Methods in Ecology and Evolution (Sep 2023)
Why should we compare morphological and molecular disparity?
Abstract
Abstract Indices of morphological disparity seek to summarise the highly multivariate morphological variation across groups of species within clades, time bins or other groups. Morphological variation can be quantified using geometric morphometric, outline or surface‐based methods. These are most effective when morphological differences are relatively modest and there are numerous ubiquitous landmarks and phase aligned features of shape variation. The most disparate samples, such as those across classes and phyla, typically necessitate the use of discrete characters.
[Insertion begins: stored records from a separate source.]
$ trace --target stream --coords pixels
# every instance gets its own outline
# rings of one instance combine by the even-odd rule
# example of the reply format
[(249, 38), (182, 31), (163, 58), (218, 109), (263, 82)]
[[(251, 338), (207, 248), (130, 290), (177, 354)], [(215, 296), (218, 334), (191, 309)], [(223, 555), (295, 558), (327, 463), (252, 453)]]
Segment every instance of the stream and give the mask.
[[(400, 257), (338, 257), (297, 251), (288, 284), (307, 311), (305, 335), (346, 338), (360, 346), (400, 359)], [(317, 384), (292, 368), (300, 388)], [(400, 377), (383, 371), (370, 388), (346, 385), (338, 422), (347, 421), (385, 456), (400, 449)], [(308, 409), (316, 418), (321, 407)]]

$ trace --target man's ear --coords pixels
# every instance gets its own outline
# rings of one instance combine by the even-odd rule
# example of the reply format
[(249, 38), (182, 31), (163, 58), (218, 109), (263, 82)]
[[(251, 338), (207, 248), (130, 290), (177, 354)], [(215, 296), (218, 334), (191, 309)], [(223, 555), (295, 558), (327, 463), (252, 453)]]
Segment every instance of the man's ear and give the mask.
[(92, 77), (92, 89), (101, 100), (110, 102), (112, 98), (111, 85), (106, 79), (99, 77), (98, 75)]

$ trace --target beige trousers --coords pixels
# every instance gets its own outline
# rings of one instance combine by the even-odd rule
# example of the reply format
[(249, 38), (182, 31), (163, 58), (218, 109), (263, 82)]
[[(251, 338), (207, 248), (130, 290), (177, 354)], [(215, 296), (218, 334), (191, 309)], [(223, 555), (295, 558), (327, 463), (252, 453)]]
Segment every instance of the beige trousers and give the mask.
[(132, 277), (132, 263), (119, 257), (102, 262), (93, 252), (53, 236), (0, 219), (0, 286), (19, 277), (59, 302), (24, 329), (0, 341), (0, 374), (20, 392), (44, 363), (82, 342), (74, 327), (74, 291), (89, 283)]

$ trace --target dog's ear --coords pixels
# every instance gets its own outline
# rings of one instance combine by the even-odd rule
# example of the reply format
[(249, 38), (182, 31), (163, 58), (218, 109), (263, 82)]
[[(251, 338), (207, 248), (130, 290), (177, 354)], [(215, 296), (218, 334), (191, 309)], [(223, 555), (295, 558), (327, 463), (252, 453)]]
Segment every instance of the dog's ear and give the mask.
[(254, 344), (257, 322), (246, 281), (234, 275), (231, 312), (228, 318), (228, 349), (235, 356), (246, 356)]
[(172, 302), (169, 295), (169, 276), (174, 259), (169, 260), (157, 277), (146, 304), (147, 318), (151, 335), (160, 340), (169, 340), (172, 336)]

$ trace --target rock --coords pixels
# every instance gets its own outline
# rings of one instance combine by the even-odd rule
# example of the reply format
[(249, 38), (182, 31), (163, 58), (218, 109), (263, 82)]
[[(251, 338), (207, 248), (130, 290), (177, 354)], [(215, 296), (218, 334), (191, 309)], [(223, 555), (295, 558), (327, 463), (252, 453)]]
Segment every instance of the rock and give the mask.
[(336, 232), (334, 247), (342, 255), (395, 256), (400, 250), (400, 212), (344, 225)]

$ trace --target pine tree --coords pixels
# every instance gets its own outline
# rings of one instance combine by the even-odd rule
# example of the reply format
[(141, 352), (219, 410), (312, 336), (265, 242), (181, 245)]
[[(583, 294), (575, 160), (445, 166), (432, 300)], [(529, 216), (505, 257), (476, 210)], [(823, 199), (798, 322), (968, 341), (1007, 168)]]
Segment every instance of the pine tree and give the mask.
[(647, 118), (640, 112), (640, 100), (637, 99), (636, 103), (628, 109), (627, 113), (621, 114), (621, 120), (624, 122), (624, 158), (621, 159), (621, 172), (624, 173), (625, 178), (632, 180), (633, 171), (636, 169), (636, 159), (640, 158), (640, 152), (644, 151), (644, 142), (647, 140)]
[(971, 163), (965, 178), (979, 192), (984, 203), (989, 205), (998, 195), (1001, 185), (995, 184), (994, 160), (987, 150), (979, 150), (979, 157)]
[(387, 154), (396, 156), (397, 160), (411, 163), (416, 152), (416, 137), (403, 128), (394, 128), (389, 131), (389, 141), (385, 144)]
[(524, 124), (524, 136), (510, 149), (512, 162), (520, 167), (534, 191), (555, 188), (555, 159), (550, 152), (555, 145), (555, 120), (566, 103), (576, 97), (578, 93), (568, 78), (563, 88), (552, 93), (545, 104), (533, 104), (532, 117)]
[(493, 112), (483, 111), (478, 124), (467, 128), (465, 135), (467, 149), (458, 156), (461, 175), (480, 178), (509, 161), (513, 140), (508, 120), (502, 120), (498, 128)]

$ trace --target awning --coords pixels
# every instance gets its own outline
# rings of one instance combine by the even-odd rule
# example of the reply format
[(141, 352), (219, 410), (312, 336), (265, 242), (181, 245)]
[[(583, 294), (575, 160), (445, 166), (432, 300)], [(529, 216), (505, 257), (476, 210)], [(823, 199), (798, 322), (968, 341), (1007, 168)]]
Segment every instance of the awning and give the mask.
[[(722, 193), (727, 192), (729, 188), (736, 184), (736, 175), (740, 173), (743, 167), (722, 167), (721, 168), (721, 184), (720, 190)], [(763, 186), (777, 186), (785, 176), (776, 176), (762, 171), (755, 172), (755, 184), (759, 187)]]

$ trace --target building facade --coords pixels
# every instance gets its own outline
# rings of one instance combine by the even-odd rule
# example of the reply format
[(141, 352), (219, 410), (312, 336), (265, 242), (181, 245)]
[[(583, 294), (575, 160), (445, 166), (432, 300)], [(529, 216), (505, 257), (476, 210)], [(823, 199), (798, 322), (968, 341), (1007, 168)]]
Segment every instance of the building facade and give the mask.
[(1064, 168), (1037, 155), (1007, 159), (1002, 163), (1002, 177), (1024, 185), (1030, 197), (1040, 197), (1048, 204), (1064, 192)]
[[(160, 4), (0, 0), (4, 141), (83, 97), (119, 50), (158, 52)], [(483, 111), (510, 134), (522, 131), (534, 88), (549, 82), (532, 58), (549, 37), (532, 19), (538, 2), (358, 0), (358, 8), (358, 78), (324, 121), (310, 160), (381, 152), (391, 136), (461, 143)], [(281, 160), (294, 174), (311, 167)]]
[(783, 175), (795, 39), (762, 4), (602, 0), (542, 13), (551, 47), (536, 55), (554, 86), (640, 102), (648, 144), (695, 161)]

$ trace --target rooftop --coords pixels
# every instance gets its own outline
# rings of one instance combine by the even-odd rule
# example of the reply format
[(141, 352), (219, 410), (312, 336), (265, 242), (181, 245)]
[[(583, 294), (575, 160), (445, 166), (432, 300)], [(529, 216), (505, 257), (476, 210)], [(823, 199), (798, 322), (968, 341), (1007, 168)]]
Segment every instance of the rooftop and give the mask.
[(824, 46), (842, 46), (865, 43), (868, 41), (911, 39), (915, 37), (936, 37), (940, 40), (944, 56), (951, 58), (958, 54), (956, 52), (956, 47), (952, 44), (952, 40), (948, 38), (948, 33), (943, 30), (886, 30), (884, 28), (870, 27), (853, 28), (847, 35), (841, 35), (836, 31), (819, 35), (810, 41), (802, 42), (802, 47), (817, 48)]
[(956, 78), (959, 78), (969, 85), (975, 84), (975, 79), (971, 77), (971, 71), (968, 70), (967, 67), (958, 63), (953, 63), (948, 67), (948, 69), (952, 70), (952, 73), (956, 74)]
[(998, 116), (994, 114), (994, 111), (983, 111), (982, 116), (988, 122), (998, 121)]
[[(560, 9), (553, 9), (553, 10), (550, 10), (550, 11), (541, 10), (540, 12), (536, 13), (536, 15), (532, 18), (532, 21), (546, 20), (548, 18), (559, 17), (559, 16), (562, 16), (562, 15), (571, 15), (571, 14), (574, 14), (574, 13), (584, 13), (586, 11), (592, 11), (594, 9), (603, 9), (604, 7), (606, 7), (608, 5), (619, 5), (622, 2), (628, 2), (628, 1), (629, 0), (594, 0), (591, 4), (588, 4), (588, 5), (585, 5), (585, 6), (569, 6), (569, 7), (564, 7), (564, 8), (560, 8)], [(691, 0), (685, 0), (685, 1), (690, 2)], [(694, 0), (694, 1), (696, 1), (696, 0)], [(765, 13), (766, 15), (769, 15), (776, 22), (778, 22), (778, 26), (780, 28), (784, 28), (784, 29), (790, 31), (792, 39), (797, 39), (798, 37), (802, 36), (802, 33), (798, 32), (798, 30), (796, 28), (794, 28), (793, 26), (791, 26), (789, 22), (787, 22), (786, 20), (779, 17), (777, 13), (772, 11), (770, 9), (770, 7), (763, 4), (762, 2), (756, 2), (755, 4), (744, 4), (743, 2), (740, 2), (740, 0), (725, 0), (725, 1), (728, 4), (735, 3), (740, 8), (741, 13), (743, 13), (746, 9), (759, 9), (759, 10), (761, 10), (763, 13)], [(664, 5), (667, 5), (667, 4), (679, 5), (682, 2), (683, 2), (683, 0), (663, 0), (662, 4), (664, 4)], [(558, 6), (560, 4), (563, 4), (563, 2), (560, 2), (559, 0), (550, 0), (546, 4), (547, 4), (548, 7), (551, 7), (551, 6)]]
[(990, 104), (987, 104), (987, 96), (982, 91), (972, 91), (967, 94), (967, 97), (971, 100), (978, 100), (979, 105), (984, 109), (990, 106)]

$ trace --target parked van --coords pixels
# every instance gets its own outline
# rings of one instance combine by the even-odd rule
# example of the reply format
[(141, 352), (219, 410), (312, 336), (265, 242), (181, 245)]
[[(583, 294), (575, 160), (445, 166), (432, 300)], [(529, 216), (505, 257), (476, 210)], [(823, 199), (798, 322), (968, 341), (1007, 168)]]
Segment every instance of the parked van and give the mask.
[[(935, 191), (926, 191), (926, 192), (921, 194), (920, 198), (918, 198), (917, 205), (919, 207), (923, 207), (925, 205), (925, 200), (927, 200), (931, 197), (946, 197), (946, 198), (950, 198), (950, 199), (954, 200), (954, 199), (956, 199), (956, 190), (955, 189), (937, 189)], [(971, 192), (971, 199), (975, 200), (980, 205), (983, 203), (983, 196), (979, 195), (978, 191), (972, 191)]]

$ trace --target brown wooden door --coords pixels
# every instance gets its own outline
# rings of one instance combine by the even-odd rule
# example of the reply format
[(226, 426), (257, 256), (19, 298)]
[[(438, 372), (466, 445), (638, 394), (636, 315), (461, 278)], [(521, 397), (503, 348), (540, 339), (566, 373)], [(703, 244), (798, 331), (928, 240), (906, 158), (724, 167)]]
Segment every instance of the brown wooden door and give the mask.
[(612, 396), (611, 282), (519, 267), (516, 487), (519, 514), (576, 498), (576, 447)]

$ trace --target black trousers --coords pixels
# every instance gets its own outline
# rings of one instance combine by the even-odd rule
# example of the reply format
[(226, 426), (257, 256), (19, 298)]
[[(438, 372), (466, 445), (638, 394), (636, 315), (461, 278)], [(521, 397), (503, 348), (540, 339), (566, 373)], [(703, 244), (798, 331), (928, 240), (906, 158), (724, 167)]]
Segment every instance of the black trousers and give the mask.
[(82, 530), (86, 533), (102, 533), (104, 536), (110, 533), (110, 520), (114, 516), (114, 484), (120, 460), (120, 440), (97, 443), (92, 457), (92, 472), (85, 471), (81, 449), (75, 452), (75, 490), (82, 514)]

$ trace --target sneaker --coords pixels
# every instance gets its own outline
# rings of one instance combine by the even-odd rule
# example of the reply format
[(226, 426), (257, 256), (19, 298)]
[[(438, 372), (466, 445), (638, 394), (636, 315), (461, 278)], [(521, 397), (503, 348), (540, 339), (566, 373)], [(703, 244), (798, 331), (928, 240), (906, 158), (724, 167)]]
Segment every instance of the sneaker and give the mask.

Unfortunately, such characters are often compiled subjectively in a manner reflecting the level of morphological and taxonomic focus and the intensity of taxon sampling. Sampling intensity is often highly variable within a single data set, especially in repurposed and amalgamated cladistic matrices. Here, we propose indices of molecular disparity analogous to those of morphological disparity. Despite numerous shortcomings discussed here, molecular sequence data can be obtained in a more objective, automated and scalable manner than morphological data. Comparisons of the morphological and molecular disparity of subclades in 16 large data sets suggest that molecular disparity is less susceptible to sampling biases than morphological disparity. Moreover, distance matrices inferred from individual genes tend to correlate strongly with each other and with distances from all concatenated genes. By contrast, morphological and molecular disparity are typically not significantly correlated across subclades, such that comparisons for groups can help to give a fuller picture of their evolution. For example, within mammals, Afrotheria have conspicuously high morphological disparity but modest molecular disparity, suggesting unusually high morphological plasticity. Even more strikingly, the molecular disparity of rodents is over five times that for Artiodactyla, despite having only half of their morphological disparity. These contrasts suggest the differential operation of geometric, biomechanical, ontogenetic and environmental constraints on form. Given the increasing abundance of total evidence datasets in the literature and the widespread and sometimes uncritical repurposing of discrete morphological matrices, we propose the comparison of morphological and molecular disparity as a useful tool to understand subclade evolution more fully.